L’eterno duello con Preziosi

 

Pochi giorni dopo il 50° dell’Ottavio Barbieri la Nord ha perso un altro dei suoi gruppi, forse il più controverso: in un panorama comunque di sinistra (come del resto vuole la tradizione popolare della città) e quindi antifascista la “Brigata Speloncia” è stato qualcosa di decisamente diverso, quasi stridente, nella gradinata. Prende il nome di Claudio Natale detto appunto “Speloncia”, scomparso nel 2003, militante di lunga data della Fossa e vicino a Terza Posizione. Intorno al suo ricordo si coagula così un gruppo di giovani con marcate idee di destra che si ricava uno spazio importante nella Nord creando anche diversi problemi di ordine interno: è sempre da via Armenia 5r che arriva l’ultima parola con un comunicato dove si prendono le distanze da ogni forma politica, ribadendo “di essere pronti a intervenire per mantenere le linee guida e i principi che ci hanno insegnato i vecchi della gradinata”. Un modo di fare tifo che non ha mai fatto sconti a nessuno, in particolare al presidente rossoblu Enrico Preziosi nel mirino di una contestazione praticamente eterna, ma che a volte è caduto nel penale.

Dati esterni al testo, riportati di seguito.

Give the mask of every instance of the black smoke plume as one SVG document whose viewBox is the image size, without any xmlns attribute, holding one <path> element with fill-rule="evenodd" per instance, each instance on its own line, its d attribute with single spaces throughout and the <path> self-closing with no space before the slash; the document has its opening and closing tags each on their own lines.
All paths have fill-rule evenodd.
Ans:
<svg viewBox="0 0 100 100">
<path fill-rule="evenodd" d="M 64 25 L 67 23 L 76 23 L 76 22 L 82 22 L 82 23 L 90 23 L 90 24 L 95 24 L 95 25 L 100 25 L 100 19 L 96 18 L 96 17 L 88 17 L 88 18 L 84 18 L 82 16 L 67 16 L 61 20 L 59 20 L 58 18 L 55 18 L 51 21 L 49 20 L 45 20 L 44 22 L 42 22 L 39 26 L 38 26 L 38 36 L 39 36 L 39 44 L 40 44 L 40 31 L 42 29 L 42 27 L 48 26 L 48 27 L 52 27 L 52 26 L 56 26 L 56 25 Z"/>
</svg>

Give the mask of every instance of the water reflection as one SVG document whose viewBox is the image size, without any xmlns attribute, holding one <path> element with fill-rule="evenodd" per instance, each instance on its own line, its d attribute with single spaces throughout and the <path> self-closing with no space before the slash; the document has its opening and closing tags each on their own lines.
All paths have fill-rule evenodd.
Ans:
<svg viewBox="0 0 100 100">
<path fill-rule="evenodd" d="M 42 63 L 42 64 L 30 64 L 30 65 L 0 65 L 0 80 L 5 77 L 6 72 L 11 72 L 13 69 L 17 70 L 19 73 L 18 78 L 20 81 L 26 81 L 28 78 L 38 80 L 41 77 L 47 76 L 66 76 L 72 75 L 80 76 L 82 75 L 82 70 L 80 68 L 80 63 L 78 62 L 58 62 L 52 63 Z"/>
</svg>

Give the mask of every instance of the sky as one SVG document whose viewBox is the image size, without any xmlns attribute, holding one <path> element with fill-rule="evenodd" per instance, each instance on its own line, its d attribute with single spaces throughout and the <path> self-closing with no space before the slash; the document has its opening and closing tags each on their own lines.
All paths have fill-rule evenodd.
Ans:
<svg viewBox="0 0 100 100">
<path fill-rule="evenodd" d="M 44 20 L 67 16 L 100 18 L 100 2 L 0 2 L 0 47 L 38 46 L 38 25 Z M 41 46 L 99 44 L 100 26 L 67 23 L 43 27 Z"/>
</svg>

Proprio in questi giorni è arrivata una pioggia di Daspo: 56 anni di divieto di partecipazione alle manifestazioni sportive per 8 tifosi che, secondo la Procura, avrebbe estorto alla società rossoblù oltre 300 mila euro per garantire «la pace della tifoseria».

La sfida di Gasp

Ma anche mister Gasperini aveva avuto il suo bel daffare con una parte della gradinata, facendo pure nome e cognomi di alcuni capibastone (famosi a Genova) “gente che è contenta se il Genoa viene sconfitto perché hanno più visibilità. Ho un concetto molto più alto dei tifosi del Genoa rispetto a quei 3-4 elementi che contestano”.

E che spesso sono usciti (molto) dalle righe, come nel famoso match casalingo contro il Siena del 27 aprile 2012 quando sullo 0-4 hanno fatto sospendere la partita e obbligato i giocatori a togliersi le maglie perché ritenuti indegni. I Daspo e l’inchiesta in corso riguardano anche questo episodio. L’altra faccia di una tifoseria tanto passionale quanto a volte eccessiva, il rosso e il blu, insomma. Oggi nell’attesa di tornare sugli spalti di Marassi, nella Nord campeggia un gigantesco striscione con la scritta “You’ll never walk alone”, un classicone. Sotto ce n’è un altro più piccolo, sempre rossoblu: c’è scritto solo via Armenia 5r.